To view and manage entities within a cluster:
Click on a cluster node. A list of all entities in that cluster appears in the right panel.
To display an entity separately on the map, click its visibility icon in the right panel.
Use multi-select mode when you need to investigate traces that pass through specific entities in your service architecture. This helps you narrow down your analysis to understand how particular services interact within a trace path.
To filter by multiple entities:
Click the cursor icon in the top right corner to enter multi-select mode.
Click the entities you want to include. A sidebar tracks your selections.
Click Apply to redraw the map showing only traces that pass through both the focal node and your selected entities.
In multi-select mode:
You can select individual entities only. Clusters cannot be added.
The focal node always remains in the filter and cannot be removed.
Conseil
When filtering by multiple entities, you may get an empty map if those entities don't appear together in any trace. To avoid this, apply one entity filter at a time to incrementally narrow down the map.
When you need to investigate a specific service's performance and its relationship with the focal node, click any entity on the map to open a detailed sidebar.
The sidebar helps you:
Access related pages: Use header links to navigate to the entity's APM page or owning team page.

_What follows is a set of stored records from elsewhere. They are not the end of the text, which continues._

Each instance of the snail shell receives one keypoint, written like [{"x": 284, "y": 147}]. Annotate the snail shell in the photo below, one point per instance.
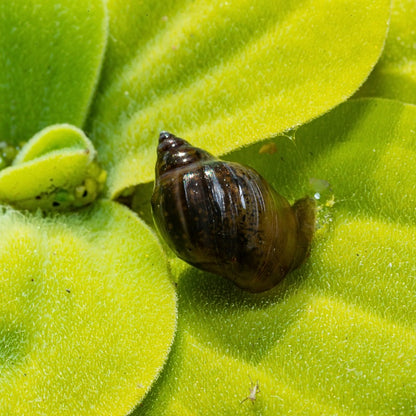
[{"x": 224, "y": 218}]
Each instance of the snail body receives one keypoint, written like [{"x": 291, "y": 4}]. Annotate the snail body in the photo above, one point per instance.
[{"x": 223, "y": 217}]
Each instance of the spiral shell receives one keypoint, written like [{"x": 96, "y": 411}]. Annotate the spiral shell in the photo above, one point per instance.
[{"x": 224, "y": 218}]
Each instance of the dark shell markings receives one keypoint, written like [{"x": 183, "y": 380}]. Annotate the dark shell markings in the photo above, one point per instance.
[{"x": 223, "y": 217}]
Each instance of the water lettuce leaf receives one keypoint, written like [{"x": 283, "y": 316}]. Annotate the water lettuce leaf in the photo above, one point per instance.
[
  {"x": 225, "y": 74},
  {"x": 87, "y": 315},
  {"x": 337, "y": 336}
]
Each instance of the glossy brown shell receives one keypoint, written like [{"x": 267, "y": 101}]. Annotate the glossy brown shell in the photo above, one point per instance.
[{"x": 224, "y": 218}]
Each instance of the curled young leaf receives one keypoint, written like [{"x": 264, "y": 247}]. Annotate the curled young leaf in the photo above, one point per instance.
[{"x": 55, "y": 170}]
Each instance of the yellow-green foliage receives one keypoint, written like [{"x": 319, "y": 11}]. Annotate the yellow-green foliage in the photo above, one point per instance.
[
  {"x": 87, "y": 315},
  {"x": 87, "y": 307},
  {"x": 337, "y": 337},
  {"x": 225, "y": 73}
]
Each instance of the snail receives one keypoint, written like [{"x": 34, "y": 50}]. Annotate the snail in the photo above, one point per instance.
[{"x": 224, "y": 218}]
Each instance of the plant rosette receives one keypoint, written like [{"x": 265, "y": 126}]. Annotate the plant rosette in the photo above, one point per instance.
[{"x": 89, "y": 318}]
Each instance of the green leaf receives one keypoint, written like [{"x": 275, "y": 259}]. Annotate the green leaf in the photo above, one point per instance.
[
  {"x": 51, "y": 54},
  {"x": 338, "y": 335},
  {"x": 55, "y": 170},
  {"x": 395, "y": 74},
  {"x": 87, "y": 312},
  {"x": 225, "y": 74}
]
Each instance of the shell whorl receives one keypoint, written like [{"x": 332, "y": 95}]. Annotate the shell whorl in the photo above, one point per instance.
[{"x": 224, "y": 218}]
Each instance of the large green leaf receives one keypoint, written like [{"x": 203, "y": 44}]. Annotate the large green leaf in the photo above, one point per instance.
[
  {"x": 50, "y": 56},
  {"x": 395, "y": 74},
  {"x": 225, "y": 73},
  {"x": 87, "y": 315},
  {"x": 338, "y": 335}
]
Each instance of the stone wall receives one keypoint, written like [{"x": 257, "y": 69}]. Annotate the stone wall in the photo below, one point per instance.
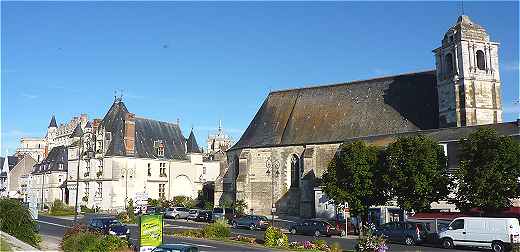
[{"x": 259, "y": 189}]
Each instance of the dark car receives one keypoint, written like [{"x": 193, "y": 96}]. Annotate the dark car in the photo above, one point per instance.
[
  {"x": 204, "y": 216},
  {"x": 314, "y": 227},
  {"x": 408, "y": 232},
  {"x": 109, "y": 225},
  {"x": 155, "y": 210},
  {"x": 252, "y": 222},
  {"x": 175, "y": 248}
]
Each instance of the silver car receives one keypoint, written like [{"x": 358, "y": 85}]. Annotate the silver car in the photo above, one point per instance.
[
  {"x": 193, "y": 214},
  {"x": 177, "y": 213}
]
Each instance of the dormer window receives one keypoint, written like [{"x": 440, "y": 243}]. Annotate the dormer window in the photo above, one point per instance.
[
  {"x": 159, "y": 147},
  {"x": 480, "y": 60},
  {"x": 449, "y": 64}
]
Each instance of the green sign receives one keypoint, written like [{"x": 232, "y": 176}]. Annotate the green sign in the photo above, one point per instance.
[{"x": 151, "y": 227}]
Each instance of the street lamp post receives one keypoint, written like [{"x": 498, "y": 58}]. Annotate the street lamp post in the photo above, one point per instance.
[
  {"x": 272, "y": 169},
  {"x": 89, "y": 154}
]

Analyze performance: Review time series charts showing tracing metrics for both the selected entity and focal node. Anomaly badges appear on charts when the entity has performance issues.
Investigate transactions: See which transactions involve the focal node and access detailed transaction information.
View traces: There are two View traces buttons with different filter contexts. The button on the main map opens the tracing homepage with all currently applied filters (entity filters, transaction filters, time range). The button in the sidebar opens the tracing homepage with all map filters of the currently selected entities.
Manage ownership: Assign entities to specific teams.
Manage tags: View and add tags to the selected entity.
The performance by transactions table displays time series data for each transaction associated with the focal node. Use this table when you want to focus the map on traces that include a specific transaction.
To filter by a specific transaction:
From the performance by transactions table at the bottom of the dynamic flow map, review the time series data for each transaction.
Click Generate map next to the transaction you want to analyze.
The map redraws showing only traces that include that transaction name.
The time picker lets you select a specific time range to analyze trace data. You can choose from preset time ranges (like last 30 minutes, last hour) or define a custom time range.
To adjust the time window:
Click the time picker at the top of the page.
Select a preset time range or set a custom start and end time.
The map updates to display trace data for the selected time range. If you select a time window longer than 3 hours, the map automatically uses the most recent 3 hours within that window.